Unnamed: 0_level_0,mean,count
resilience_group,Unnamed: 1_level_1,Unnamed: 2_level_1
Low,2.71,227
Medium,2.73,211
High,2.86,218


*Students in the **High** resilience group average the highest life‑satisfaction, confirming the trend.*


### 4 — Turning the question into a prediction task

I treat **life_sat** as a number to predict (*regression*).

* **Baseline model** – uses only **resilient** and **energy**.  
* **Final model** – adds the other four "mood" questions **plus** an interaction term and an average mood score.

**Why Ridge Regression?**  
Think of Ridge as ordinary linear regression with a "seat‑belt" that keeps the coefficients from swinging wildly when the inputs are correlated (and they are!). One knob, called **alpha (α)**, tightens or loosens the belt; I pick the best α with cross‑validation (try a few values, keep the one that predicts best on unseen data).

**Metric** – *Root Mean Squared Error (RMSE)*. In the same 1‑to‑5 units, how far off my predictions are on average.
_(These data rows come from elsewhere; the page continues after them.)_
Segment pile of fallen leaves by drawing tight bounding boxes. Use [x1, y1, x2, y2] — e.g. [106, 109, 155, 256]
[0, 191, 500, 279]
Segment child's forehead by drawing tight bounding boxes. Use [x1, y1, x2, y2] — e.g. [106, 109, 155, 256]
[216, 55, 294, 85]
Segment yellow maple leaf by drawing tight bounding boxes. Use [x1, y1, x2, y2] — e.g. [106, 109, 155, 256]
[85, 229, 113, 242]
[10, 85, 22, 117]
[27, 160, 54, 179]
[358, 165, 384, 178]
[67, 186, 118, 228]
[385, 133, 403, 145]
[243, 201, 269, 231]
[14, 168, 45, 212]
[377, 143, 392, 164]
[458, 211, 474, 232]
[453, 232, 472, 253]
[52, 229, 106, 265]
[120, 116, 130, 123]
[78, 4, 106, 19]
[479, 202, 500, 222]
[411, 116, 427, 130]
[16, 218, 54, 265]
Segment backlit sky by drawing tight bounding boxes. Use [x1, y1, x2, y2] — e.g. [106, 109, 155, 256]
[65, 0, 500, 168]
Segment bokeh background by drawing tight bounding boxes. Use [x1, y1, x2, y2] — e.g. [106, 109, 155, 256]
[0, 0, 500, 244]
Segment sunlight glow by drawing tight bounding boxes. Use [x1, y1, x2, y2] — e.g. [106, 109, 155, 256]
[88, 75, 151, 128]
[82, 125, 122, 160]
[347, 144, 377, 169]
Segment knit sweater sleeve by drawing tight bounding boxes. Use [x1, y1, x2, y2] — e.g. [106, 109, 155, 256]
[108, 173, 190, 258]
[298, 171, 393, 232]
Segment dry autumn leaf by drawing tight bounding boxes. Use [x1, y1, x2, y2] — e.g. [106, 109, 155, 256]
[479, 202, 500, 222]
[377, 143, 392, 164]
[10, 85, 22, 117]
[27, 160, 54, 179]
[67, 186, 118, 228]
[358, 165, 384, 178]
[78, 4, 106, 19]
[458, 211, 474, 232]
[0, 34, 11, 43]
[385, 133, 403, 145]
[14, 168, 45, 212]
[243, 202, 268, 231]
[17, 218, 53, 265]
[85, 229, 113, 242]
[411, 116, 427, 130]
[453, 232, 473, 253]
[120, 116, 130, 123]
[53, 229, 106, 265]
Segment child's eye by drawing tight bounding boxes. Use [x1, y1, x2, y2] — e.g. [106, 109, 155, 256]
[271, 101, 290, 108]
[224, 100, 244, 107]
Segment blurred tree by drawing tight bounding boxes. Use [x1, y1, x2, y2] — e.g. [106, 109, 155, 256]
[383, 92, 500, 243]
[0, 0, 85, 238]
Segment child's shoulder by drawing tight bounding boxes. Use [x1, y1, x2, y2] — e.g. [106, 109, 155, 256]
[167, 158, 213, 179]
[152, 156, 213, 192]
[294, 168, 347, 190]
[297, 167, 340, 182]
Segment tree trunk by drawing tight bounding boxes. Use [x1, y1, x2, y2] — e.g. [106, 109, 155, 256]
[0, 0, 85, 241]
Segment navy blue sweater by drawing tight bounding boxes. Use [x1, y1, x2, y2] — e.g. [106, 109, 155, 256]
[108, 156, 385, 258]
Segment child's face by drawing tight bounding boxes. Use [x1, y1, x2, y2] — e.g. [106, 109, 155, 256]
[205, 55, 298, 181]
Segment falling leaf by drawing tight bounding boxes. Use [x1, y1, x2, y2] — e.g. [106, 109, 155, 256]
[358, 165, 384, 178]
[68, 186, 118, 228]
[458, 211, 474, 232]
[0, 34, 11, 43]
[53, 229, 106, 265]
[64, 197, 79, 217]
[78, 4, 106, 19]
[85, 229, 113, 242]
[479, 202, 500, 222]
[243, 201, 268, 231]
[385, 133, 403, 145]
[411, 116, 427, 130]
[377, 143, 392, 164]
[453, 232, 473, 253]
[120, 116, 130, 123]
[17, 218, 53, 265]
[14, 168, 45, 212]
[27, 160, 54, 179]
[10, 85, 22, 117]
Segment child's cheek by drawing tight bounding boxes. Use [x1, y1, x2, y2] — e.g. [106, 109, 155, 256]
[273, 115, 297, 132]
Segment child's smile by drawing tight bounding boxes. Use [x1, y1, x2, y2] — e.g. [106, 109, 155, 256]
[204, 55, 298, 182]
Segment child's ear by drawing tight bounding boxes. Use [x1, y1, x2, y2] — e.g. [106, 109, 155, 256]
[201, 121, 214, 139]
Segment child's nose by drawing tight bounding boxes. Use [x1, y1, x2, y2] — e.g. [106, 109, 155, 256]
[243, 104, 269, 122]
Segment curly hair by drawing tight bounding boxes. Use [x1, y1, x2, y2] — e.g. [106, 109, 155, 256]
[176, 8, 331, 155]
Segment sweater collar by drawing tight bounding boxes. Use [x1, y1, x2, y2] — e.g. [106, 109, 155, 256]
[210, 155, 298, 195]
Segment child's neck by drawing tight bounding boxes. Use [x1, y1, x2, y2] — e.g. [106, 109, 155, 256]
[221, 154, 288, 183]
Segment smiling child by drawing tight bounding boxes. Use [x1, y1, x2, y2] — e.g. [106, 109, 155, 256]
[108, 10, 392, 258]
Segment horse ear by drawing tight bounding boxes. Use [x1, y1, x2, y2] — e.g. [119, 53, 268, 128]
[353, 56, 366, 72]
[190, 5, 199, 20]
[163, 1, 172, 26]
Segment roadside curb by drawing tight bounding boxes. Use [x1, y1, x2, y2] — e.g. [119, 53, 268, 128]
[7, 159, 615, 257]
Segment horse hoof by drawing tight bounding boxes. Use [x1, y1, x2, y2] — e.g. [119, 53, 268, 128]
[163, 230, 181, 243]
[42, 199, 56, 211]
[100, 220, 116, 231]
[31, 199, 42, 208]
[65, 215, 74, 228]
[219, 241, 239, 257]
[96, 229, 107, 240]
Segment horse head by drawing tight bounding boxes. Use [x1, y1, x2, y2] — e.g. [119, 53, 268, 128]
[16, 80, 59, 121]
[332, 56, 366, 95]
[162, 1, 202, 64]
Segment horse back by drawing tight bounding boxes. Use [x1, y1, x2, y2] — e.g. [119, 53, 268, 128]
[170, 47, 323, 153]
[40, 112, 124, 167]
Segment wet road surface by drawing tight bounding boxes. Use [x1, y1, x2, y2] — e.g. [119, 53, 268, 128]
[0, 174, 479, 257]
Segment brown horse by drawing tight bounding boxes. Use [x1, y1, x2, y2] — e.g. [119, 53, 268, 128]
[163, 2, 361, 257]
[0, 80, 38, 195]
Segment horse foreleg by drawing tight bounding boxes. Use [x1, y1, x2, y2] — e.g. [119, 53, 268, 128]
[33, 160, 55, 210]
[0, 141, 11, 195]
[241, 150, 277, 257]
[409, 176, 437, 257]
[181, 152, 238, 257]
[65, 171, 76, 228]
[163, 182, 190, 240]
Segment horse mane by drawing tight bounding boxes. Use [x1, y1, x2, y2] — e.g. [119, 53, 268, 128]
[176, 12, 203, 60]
I report RMSE rather than MSE because RMSE has the same 1-to-5 units as the survey scores, so "RMSE = 0.63" literally means "on average my prediction is off by about half a scale point." MSE squares the error, giving numbers in "points²," which are less intuitive to interpret; RMSE keeps the same sensitivity to large errors but remains human-readable. 


### 5 — How well do the models do?

| Model | RMSE (lower = better) | R² (higher = better) |
|---|---|---|
| Baseline | **0.82** | 0.18 |
| Final Ridge | **0.63** | 0.52 |

**Meaning**

* The final model's guesses are off by **0.63 points** on average—about half a step on the 1‑to‑5 scale.  
* It explains **52%** of the differences we see between students, almost three times better than the baseline.



#### Quick residual check

Plotting prediction errors (not shown here) shows no strong pattern: the line of best fit stays flat and the dots spread out evenly. That means a straight‑line model is good enough for now.



### 6 — Results?

1. **Resilient students really do feel better.** Boosting resilience by 1 point is linked to a ~0.16‑point rise in life satisfaction.  
2. **Daily mood matters too.** Adding simple "I feel happy/energetic/hopeful" questions nearly halves prediction error.  

*Next steps:* Collect new data over the semester to see how these relationships change over time.